OIG: Avastin a Better Buy for Wet AMD

MedicalToday

WASHINGTON -- The Centers for Medicare and Medicaid Services (CMS) should establish a national payment policy for bevacizumab (Avastin) to treat wet age-related macular degeneration (AMD), a government report concluded.

Although bevacizumab, a cancer drug, is not approved to treat wet AMD, ophthalmologists nonetheless use it off-label to treat the condition, which is a leading cause of vision loss in people ages 60 and older.

A head-to-head study of bevacizumab and ranibizumab (Lucentis) -- which is FDA-approved for wet AMD -- confirmed that the two drugs differ little in preserving visual acuity.

Both drugs -- which are injected in a doctor's office -- are manufactured by Genentech, but ranibizumab injections cost over $1,900 each while bevacizumab costs only $26 per shot, according to a study issued Monday by the Department of Health and Human Services Office of the Inspector General (OIG).

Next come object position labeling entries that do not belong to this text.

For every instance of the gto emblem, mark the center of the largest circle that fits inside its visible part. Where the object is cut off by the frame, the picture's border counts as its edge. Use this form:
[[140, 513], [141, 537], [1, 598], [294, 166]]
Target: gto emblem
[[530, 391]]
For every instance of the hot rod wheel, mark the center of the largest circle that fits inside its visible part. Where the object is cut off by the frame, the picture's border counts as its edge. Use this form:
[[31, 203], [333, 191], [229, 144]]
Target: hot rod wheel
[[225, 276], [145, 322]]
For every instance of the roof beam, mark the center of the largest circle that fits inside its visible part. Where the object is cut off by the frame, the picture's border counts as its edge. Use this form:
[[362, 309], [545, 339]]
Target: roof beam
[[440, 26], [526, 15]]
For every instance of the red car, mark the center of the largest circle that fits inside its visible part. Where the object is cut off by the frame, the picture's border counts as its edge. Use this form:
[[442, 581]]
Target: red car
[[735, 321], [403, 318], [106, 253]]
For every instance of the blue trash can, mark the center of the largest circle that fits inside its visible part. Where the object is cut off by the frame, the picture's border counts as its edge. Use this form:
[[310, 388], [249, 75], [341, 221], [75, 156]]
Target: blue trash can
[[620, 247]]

OIG used Medicare claims data to identify 160 doctors who received Medicare payments for prescribing ranibizumab for wet AMD and 160 physicians who prescribed bevacizumab.

Both drugs are covered under Medicare Part B, but there is no set national payment for bevacizumab. Rather, Medicare contractors determine the price on a region-by-region basis.

The OIG investigators asked the 320 physicians how much they spent on the medications. On average, doctors paid $1,928 per vial of ranibizumab in the first quarter of 2010, and were reimbursed by Medicare for $2,023 per dose.

By contrast, physicians paid an average of $26 per dose of bevacizumab, which included the costs of having larger doses of the cancer drug broken down into smaller doses for wet AMD, and the average Medicare reimbursement for bevacizumab in 2010 was $55 per dose.

Medicare beneficiaries pay approximately $400 in coinsurance for each dose of ranibizumab compared with approximately $11 in coinsurance for each dose of bevacizumab, the OIG investigators said.

They also asked physicians who chose bevacizumab why they picked it over ranibizumab. Most physicians (70%) said it was because of cost, 45% said efficacy/effectiveness was a reason, and 40% said patient insurance coverage played a role in their decision.

One physician made the following comment: "I believe that Avastin works as well if not better than Lucentis. Why would I not want to save expenses for my patients, our society, and government by using a product I believe is as effective as the incredibly more expensive alternative? My personal income would have been higher if I had used Lucentis, but I do not believe that is the right thing to do."

In 2010, for the treatment of wet AMD, Medicare spent $1.1 billion for ranibizumab and $27 million for bevacizumab.

An earlier OIG report found that if Medicare reimbursement for all beneficiaries treated for wet AMD had been paid at the Avastin rate, Medicare and its beneficiaries would have saved some $1.4 billion.

The OIG investigators said that in light of the high costs of ranibizumab and the comparability of efficacy between ranibizumab and bevacizumab, CMS should establish a new payment code for treating wet AMD with bevacizumab.

In addition, the report calls for educating physicians that bevacizumab can be purchased for about 1% of the cost of ranibizumab.

CMS did not agree with OIG that it should establish a national payment code for bevacizumab when used to treat wet AMD, pointing to an earlier failed attempt at setting a payment policy.

In 2009, CMS proposed paying $7 for each dose of bevacizumab for wet AMD. That proposal was rescinded, however, after members of Congress wrote a letter to CMS expressing the concern of doctors that the low payment wouldn't cover the cost of the drug.